What Should You Know About Cat Pregnancy?

Some of the most important things to know about cat pregnancy are the symptoms and gestures that they show. Cats are pregnant for just over two months.
What Should You Know About Cat Pregnancy?

Last update: 01 April, 2021

If you think that your kitten is pregnant, or you know she is and you want to look after her, then we recommend that you read this article. We’ll tell you everything you need to know about cat pregnancy.

Warning signs of cat pregnancy

When we think of cat pregnancy, we imagine cats with big bellies. However, you only see this after four weeks. Luckily, there are physical and behavioral signs of pregnancy that you can notice earlier than that.

A pregnant cat resting.

1. Pink nipples

Cats’ nipples swell from the first moments of pregnancy. Sometimes this also happens during heat, so it’s not always a reliable sign.
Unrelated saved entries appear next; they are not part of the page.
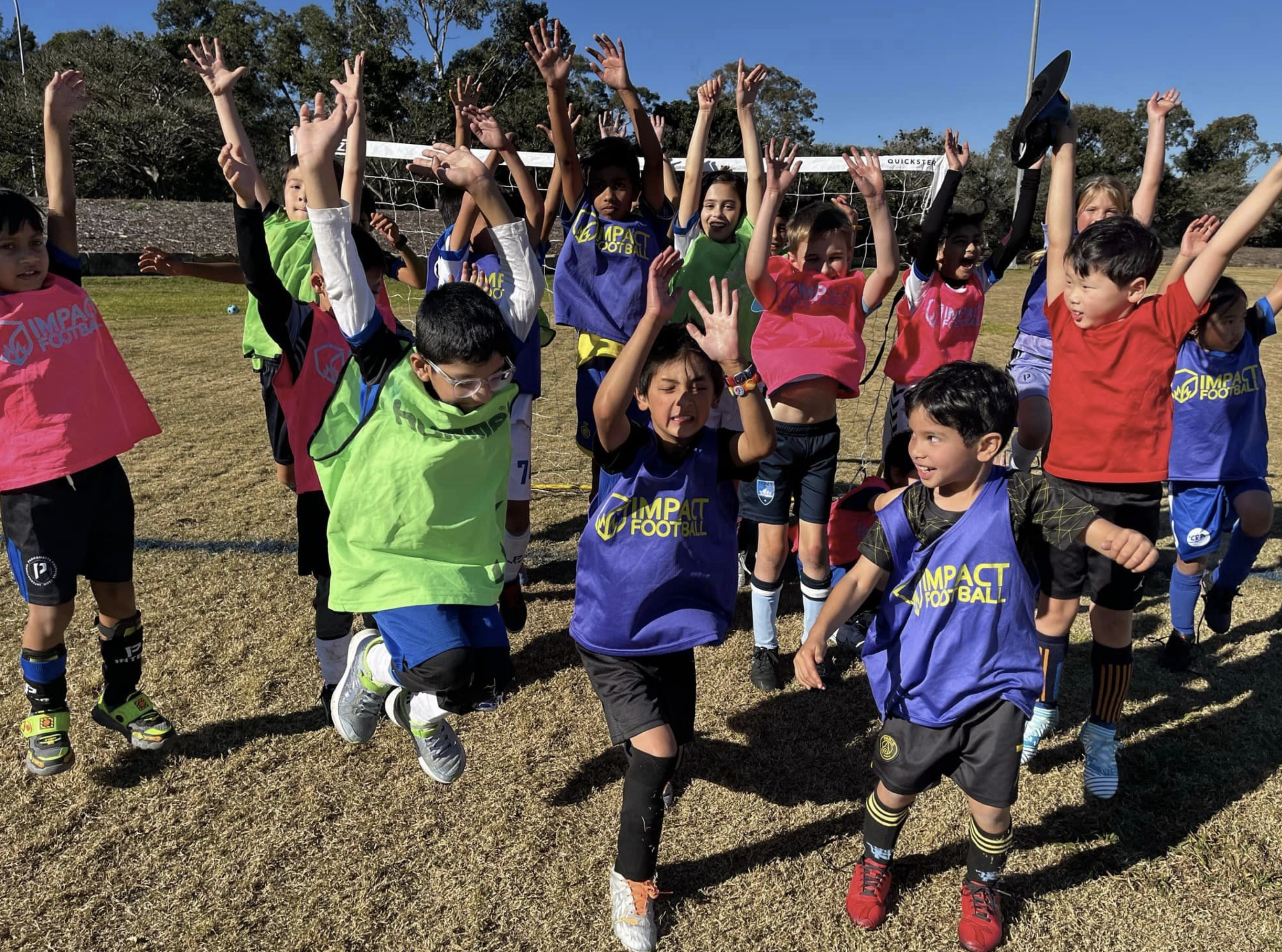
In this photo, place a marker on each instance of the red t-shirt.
(1111, 390)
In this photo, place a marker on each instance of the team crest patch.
(766, 491)
(886, 747)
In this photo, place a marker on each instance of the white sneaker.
(440, 751)
(632, 908)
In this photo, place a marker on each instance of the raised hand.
(613, 124)
(719, 338)
(612, 63)
(1198, 235)
(553, 64)
(386, 227)
(866, 171)
(353, 85)
(574, 120)
(450, 164)
(239, 175)
(708, 93)
(65, 97)
(781, 167)
(211, 67)
(661, 297)
(156, 260)
(957, 156)
(1162, 103)
(748, 86)
(318, 132)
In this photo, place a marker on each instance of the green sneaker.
(139, 720)
(49, 746)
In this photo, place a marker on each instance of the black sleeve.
(726, 468)
(276, 306)
(1024, 222)
(621, 458)
(932, 226)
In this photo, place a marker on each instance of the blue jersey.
(955, 627)
(1220, 432)
(657, 569)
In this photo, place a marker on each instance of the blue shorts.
(1202, 512)
(416, 633)
(1031, 373)
(590, 377)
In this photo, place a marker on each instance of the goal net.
(558, 466)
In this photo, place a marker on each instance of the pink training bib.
(943, 327)
(814, 329)
(67, 399)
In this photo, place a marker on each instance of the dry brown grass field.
(263, 831)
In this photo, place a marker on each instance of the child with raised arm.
(1099, 196)
(416, 521)
(313, 353)
(1220, 450)
(1116, 356)
(715, 222)
(811, 353)
(941, 307)
(952, 656)
(71, 409)
(657, 562)
(604, 262)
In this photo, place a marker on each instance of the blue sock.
(1239, 559)
(1184, 599)
(766, 610)
(1051, 653)
(814, 594)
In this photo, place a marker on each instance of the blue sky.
(877, 68)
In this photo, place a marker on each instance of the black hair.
(1120, 248)
(17, 211)
(673, 344)
(898, 457)
(461, 323)
(971, 398)
(612, 152)
(1222, 298)
(449, 203)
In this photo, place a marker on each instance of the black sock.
(45, 676)
(881, 828)
(1111, 671)
(987, 854)
(122, 659)
(641, 816)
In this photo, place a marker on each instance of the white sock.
(378, 662)
(514, 553)
(332, 655)
(1021, 457)
(424, 709)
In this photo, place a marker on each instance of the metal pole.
(1028, 86)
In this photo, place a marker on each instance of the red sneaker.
(980, 929)
(866, 900)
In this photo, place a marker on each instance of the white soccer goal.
(911, 182)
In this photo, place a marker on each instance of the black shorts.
(276, 432)
(1066, 573)
(313, 545)
(76, 526)
(804, 466)
(644, 692)
(980, 752)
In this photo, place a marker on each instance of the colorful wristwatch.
(744, 382)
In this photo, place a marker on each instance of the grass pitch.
(263, 831)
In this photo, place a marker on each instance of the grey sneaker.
(358, 699)
(440, 751)
(632, 910)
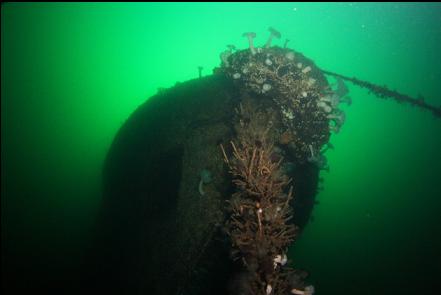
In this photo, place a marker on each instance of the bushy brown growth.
(259, 222)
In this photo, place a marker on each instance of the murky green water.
(73, 73)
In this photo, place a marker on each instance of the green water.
(71, 74)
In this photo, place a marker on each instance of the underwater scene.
(221, 148)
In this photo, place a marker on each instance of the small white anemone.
(268, 289)
(306, 70)
(324, 106)
(266, 87)
(309, 290)
(288, 113)
(289, 55)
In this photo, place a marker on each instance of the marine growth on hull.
(283, 120)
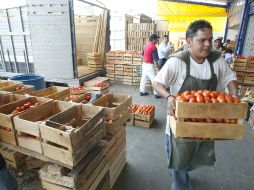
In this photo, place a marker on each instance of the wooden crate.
(54, 92)
(213, 131)
(99, 90)
(127, 80)
(127, 58)
(127, 70)
(9, 98)
(249, 78)
(19, 89)
(12, 158)
(6, 118)
(110, 57)
(27, 123)
(113, 126)
(240, 76)
(119, 69)
(118, 78)
(137, 59)
(111, 76)
(70, 147)
(88, 175)
(118, 58)
(117, 167)
(239, 66)
(5, 83)
(110, 68)
(115, 105)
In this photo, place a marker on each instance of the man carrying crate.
(198, 68)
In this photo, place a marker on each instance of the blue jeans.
(7, 181)
(181, 179)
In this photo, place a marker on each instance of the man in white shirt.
(198, 68)
(163, 51)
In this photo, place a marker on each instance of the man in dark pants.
(7, 181)
(198, 68)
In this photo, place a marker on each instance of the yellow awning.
(180, 15)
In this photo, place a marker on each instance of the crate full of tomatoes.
(208, 115)
(143, 114)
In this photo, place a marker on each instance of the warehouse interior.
(80, 111)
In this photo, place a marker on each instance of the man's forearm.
(161, 89)
(233, 88)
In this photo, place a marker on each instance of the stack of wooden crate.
(94, 61)
(118, 112)
(70, 135)
(124, 67)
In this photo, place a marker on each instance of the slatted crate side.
(239, 66)
(119, 58)
(115, 105)
(73, 145)
(19, 89)
(249, 78)
(240, 76)
(5, 83)
(127, 58)
(90, 174)
(118, 68)
(9, 98)
(202, 130)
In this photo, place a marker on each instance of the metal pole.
(12, 43)
(8, 53)
(73, 39)
(2, 54)
(26, 52)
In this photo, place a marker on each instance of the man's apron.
(185, 152)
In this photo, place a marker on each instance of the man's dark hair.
(197, 25)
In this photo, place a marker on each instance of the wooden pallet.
(113, 126)
(54, 92)
(27, 123)
(19, 89)
(115, 105)
(70, 147)
(12, 158)
(88, 175)
(6, 118)
(119, 69)
(127, 58)
(212, 131)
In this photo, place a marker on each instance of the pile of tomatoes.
(206, 96)
(87, 99)
(24, 107)
(77, 88)
(100, 84)
(145, 109)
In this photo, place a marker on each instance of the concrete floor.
(146, 167)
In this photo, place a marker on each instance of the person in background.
(150, 65)
(7, 181)
(164, 51)
(199, 68)
(218, 45)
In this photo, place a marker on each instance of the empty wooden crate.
(27, 124)
(71, 134)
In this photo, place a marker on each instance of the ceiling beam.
(198, 3)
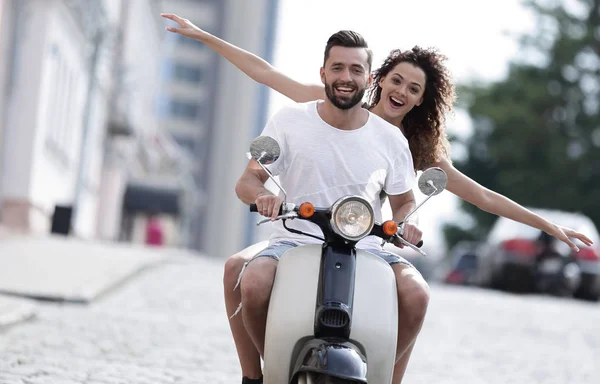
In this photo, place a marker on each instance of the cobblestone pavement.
(168, 325)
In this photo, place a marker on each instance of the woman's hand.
(564, 233)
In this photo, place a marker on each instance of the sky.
(475, 35)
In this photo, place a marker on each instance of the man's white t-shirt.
(320, 164)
Something that happens specifically in pregnancy is that their nipples turn a more intense pink color. In fact, you can see this without looking too closely or even moving their fur.

2. Loss of appetite

If, for example, you have a kitten who loves to eat and all of a sudden she leaves her food on her plate, or she isn’t happy to see her food, then she might be pregnant.

Of course, you should take the cat to the vet to make sure that she isn’t ill. But, what you really want to know is if she’s expecting, and the specialist can confirm that too.

3. More naps

It’s true that cats like to sleep during the day and hunt or play at night, but they can also be active during the day. However, if your cat is pregnant, she will spend more hours sleeping or lying on the couch or bed.
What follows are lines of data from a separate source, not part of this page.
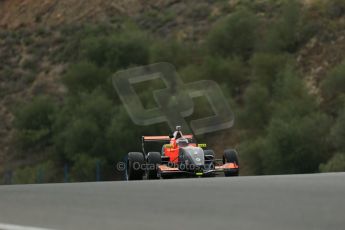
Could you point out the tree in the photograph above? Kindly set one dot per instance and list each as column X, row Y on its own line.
column 34, row 121
column 235, row 35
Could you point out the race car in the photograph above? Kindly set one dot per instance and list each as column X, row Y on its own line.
column 180, row 156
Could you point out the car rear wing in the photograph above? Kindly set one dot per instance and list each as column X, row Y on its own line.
column 162, row 139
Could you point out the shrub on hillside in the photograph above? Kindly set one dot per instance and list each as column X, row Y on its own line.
column 333, row 88
column 266, row 67
column 116, row 51
column 85, row 77
column 256, row 111
column 34, row 121
column 235, row 35
column 282, row 34
column 335, row 164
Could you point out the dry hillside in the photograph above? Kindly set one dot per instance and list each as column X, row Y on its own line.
column 30, row 34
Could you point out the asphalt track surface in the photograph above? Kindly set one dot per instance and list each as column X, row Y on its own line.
column 267, row 202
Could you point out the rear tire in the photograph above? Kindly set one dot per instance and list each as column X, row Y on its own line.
column 133, row 166
column 153, row 160
column 230, row 156
column 209, row 155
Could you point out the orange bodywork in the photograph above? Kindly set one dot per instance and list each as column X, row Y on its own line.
column 172, row 151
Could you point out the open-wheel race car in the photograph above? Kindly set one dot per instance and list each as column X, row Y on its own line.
column 180, row 156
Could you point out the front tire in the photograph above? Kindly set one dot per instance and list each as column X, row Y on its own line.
column 153, row 160
column 230, row 156
column 133, row 166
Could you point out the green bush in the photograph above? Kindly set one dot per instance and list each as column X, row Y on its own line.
column 85, row 77
column 256, row 112
column 297, row 145
column 231, row 71
column 333, row 88
column 291, row 97
column 177, row 53
column 266, row 67
column 117, row 51
column 335, row 164
column 338, row 132
column 82, row 125
column 235, row 35
column 282, row 35
column 34, row 121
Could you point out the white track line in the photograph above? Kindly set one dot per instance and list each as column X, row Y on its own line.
column 18, row 227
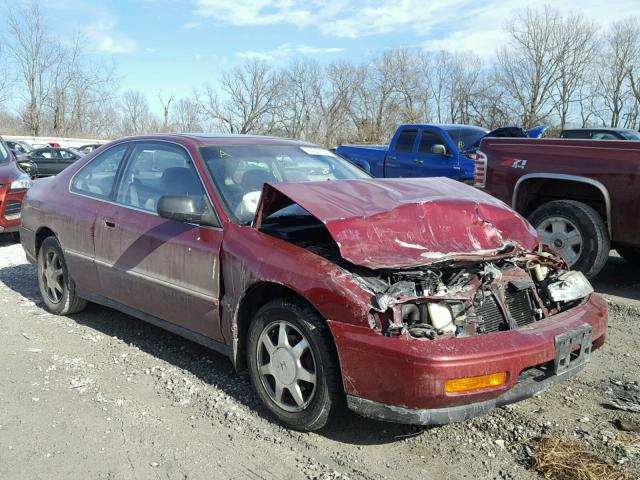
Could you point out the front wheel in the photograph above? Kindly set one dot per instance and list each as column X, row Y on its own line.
column 293, row 364
column 56, row 286
column 576, row 231
column 630, row 254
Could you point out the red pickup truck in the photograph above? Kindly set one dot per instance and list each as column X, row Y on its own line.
column 582, row 196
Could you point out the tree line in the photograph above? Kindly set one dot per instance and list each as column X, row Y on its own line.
column 553, row 68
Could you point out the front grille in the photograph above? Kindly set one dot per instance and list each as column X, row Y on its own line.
column 520, row 308
column 12, row 208
column 491, row 318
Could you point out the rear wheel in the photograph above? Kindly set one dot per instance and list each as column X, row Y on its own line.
column 56, row 286
column 293, row 364
column 630, row 254
column 576, row 231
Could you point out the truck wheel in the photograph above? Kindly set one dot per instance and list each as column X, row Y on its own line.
column 576, row 231
column 630, row 254
column 56, row 286
column 293, row 364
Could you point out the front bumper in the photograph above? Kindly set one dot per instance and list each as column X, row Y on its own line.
column 402, row 378
column 10, row 206
column 529, row 383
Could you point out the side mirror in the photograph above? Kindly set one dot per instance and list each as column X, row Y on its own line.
column 439, row 149
column 184, row 209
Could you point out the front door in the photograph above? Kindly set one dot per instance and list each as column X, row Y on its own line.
column 434, row 165
column 161, row 267
column 400, row 162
In addition, another behavioral change is that they don’t play as much as usual. They jump and run less, and not as many objects catch their attention as before.

4. Opposite behavior

This means that if your pet was cuddly, she might be rougher, or vice versa. When they have a lot of confidence in their owners, pregnant cats get closer to them and want pets and attention at all times.

However, you have to know that, during cat pregnancy, she might get more scared, more suspicious or more nervous. Usually, this is more common in cats that live on the street or have been recently rescued. Also, you’ll want to keep your cat away from other pets in the house, even the ones that get along well.

Cat pregnancy week by week

Reproduction in cats is similar to that of all mammals. The male sperm reaches the female’s egg during copulation, and implants in the uterus within five days.

A pregnant cat lying on the sidewalk.

Cat pregnancy lasts between 64 and 67 days, or just over two months. The number of kittens per litter will depend on several factors, but they usually have between 1 and 5.

Between the first and third week, you don’t notice cat pregnancy too much, as we mentioned earlier. Around day 20, you can hear the kittens’ heartbeats on an ultrasound.

The embryos are 2 inches long and 0.2 ounces in weight around day 33 of pregnancy, but they only need 10 more days to double in size. That’s why, after around one month, you’ll notice a swollen belly.

Between the fourth and fifth week, the mother will start to feel nauseous. Don’t worry, it’s normal. In fact, it’s due to hormonal changes in her body, just like pregnant women.

As the kittens gain weight, the mother also gets a little fat, and she may want to eat more than normal. It’s very important to talk to the vet about the quantity and quality of food that you give her during this period. Not only is she feeding herself, but also her young.

At around 45 days, the kittens will develop their muzzle, and also the fur that will cover them throughout their lives. A few days later, it’s possible to feel the kittens move.

Labor happens around day 65. Babies usually weigh between 3 and 3.5 ounces, and are at least 4 inches long. You’ll realize the birth is about to happen a week before. The cat will look for a secluded, silent and calm place.

Final thoughts on cat pregnancy

Finally, it’s a good idea to prepare a cardboard box with towels and blankets so that she feels comfortable and can give birth without any problems. On the day of delivery, her intense meowing and nervousness will let you know that she’s about to deliver. Let her have her babies alone, but don’t neglect her if there’s any problem.